We need to go to publicly financed elections. Each candidate deserves the same "air time" to communicate to voters where they stand and what they pledge to work for. How can such a change happen when 1% of our people are pulling all the strings? How can I look a young person in the eye and tell them that their hopes and dreams can be realized if they just work for change? I certainly believed that and put my body on the line--- for justice, against war, for equality. But how could I blame a young person these days for seeking shelter in a college campus or a liberal enclave where all these goings on can be ignored? I'd be a hypocrite is I chastised them, for didn't I escape to Europe when the violence and prejudice of my mother-culture became too much for me?

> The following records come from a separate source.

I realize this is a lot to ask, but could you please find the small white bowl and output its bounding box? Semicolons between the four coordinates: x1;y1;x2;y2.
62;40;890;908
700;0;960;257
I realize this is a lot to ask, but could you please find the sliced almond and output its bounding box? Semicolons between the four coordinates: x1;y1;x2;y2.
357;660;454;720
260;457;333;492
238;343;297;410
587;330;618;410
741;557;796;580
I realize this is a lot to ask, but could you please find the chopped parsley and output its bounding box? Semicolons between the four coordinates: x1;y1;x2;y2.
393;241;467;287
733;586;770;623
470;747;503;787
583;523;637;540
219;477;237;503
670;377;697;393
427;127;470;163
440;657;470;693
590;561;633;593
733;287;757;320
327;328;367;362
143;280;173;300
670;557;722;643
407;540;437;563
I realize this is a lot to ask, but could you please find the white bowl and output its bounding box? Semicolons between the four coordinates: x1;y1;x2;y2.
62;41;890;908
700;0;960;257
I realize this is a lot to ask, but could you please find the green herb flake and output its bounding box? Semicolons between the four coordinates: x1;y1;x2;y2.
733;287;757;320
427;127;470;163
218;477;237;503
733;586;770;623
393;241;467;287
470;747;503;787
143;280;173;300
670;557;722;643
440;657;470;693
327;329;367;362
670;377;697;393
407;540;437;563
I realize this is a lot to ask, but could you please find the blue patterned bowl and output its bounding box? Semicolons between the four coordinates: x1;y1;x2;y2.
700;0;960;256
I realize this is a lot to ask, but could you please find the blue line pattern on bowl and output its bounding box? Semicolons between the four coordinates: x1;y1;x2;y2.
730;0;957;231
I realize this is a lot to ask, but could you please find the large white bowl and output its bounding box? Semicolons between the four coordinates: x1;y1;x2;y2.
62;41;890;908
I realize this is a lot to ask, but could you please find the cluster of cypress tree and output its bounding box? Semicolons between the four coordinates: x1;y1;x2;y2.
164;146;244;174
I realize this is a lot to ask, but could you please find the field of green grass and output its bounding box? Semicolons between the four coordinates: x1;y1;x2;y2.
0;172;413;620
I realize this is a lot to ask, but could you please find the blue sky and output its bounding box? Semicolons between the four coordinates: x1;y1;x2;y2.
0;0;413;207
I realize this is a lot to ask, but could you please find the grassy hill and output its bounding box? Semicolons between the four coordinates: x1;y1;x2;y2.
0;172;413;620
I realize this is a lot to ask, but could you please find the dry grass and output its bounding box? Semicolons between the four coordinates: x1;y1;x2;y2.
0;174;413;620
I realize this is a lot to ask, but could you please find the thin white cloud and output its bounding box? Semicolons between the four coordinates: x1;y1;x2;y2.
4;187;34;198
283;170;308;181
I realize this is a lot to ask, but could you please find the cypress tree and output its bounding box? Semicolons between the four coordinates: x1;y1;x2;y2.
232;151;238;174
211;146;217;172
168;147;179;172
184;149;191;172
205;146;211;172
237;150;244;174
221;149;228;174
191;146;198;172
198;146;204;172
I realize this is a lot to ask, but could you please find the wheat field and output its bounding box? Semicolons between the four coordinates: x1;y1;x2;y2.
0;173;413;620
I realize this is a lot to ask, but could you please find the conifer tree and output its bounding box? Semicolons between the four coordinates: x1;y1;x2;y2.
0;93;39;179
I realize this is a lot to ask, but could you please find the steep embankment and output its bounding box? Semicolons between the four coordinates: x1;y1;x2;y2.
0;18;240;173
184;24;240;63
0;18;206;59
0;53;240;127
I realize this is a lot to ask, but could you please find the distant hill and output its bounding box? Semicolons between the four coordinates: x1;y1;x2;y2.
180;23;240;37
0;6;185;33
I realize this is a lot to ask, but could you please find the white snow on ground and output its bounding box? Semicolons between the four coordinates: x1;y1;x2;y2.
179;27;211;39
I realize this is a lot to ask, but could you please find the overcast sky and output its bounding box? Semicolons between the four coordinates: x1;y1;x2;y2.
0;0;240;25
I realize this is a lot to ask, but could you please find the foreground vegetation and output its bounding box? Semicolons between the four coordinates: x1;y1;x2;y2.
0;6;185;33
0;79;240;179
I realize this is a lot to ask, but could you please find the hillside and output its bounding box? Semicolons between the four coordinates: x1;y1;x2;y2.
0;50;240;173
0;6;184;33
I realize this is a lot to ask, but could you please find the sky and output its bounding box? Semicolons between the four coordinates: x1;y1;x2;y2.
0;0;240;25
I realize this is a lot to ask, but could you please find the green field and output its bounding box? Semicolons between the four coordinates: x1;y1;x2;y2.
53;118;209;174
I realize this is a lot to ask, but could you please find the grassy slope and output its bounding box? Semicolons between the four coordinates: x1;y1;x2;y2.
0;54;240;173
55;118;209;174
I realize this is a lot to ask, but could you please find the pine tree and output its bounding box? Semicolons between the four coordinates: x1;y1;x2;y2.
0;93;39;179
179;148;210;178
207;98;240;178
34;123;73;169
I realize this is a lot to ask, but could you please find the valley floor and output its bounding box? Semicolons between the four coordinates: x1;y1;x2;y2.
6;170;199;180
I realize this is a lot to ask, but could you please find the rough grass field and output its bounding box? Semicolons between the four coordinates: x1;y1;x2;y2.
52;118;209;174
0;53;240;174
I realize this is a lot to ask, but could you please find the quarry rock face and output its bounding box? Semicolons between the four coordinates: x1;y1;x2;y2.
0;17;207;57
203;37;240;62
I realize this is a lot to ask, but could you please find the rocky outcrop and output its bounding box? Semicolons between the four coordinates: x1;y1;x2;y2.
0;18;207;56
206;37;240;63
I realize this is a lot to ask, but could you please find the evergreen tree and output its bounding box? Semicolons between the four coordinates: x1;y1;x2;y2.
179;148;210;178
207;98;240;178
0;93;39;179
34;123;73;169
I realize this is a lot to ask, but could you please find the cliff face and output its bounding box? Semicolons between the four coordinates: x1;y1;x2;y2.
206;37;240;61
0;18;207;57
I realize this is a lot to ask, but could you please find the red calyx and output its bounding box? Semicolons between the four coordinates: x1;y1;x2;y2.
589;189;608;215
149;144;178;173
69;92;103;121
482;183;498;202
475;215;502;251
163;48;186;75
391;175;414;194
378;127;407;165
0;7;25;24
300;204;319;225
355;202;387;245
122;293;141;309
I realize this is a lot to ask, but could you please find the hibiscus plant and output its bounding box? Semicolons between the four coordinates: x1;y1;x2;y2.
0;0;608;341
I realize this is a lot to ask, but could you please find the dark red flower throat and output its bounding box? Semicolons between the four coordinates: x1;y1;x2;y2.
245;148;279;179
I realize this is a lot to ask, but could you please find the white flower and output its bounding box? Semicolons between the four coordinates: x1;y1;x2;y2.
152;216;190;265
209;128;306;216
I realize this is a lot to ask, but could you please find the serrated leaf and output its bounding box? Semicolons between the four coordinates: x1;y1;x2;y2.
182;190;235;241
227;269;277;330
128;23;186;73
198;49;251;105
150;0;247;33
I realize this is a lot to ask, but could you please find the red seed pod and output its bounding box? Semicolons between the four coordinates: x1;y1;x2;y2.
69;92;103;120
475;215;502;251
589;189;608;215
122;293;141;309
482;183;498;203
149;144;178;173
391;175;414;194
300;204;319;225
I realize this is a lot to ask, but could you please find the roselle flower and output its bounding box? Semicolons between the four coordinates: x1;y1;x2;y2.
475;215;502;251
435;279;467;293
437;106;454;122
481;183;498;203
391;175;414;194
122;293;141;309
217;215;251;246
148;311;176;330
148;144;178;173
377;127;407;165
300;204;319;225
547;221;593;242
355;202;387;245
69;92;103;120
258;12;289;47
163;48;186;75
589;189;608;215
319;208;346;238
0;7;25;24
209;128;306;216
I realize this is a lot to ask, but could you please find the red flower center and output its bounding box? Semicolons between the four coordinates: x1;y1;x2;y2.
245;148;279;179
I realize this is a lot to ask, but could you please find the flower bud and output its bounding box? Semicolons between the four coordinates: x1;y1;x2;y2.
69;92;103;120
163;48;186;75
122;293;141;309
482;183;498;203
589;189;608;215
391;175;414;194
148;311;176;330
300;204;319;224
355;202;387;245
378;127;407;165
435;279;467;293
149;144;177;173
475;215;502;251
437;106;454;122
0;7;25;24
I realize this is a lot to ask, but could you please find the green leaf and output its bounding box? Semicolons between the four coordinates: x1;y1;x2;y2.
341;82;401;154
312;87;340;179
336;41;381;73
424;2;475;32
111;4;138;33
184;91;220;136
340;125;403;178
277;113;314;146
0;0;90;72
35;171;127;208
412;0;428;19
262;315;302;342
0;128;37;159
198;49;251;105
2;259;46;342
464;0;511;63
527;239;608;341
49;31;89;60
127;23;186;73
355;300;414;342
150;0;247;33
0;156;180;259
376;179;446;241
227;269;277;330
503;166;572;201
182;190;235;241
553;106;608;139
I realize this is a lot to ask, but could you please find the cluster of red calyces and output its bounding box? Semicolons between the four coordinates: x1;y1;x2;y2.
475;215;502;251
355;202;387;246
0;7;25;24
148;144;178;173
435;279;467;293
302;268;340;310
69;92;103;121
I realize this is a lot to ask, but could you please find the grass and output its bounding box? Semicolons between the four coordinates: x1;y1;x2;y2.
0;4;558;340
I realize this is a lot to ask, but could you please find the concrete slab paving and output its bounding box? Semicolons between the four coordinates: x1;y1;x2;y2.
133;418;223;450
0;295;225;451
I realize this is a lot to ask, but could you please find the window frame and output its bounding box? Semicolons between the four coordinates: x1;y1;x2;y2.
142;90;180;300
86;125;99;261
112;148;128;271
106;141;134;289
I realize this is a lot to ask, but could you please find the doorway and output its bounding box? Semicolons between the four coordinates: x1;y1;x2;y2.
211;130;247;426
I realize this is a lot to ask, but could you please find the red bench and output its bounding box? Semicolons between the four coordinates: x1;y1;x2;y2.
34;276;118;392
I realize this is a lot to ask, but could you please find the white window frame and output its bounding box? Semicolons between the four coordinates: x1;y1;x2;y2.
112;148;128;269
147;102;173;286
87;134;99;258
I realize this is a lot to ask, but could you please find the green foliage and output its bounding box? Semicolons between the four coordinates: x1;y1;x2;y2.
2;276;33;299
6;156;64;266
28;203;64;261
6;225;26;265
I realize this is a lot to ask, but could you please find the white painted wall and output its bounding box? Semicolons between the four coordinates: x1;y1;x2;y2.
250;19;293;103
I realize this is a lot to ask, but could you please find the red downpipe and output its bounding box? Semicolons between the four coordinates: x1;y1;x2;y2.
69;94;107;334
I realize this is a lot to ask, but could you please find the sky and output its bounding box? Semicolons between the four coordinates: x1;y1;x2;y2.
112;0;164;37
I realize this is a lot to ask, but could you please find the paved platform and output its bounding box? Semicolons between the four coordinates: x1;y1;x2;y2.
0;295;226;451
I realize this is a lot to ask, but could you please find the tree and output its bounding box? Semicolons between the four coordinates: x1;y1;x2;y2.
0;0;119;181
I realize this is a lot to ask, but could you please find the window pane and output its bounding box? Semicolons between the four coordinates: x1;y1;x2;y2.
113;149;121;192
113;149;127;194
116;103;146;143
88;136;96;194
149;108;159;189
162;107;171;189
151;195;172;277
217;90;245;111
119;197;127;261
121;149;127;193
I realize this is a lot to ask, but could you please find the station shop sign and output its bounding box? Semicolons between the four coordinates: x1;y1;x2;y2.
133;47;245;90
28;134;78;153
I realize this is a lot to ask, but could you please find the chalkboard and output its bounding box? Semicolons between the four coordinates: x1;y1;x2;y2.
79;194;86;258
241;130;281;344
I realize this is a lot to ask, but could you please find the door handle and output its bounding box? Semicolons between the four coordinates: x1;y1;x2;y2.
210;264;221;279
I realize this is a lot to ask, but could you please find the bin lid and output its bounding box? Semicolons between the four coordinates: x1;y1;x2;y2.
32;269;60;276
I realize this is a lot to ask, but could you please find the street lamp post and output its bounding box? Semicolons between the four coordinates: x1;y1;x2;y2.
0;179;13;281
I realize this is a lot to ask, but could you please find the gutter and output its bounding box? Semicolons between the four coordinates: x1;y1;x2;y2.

No wonder we rallied around Barack Obama in 2008. We are a land hungry for unity, but addicted to a dog eat dog mentality. What a horrible image, survival by cannibalism.
When I'd get down and out about the state of our nation, my mother would always find a way to bring me back to the sunny side. The belief that people are inherently good and that this country is the grandest experiment in living together with incredible diversity we humans have ever set forth to accomplish, well, yes..... we must overcome.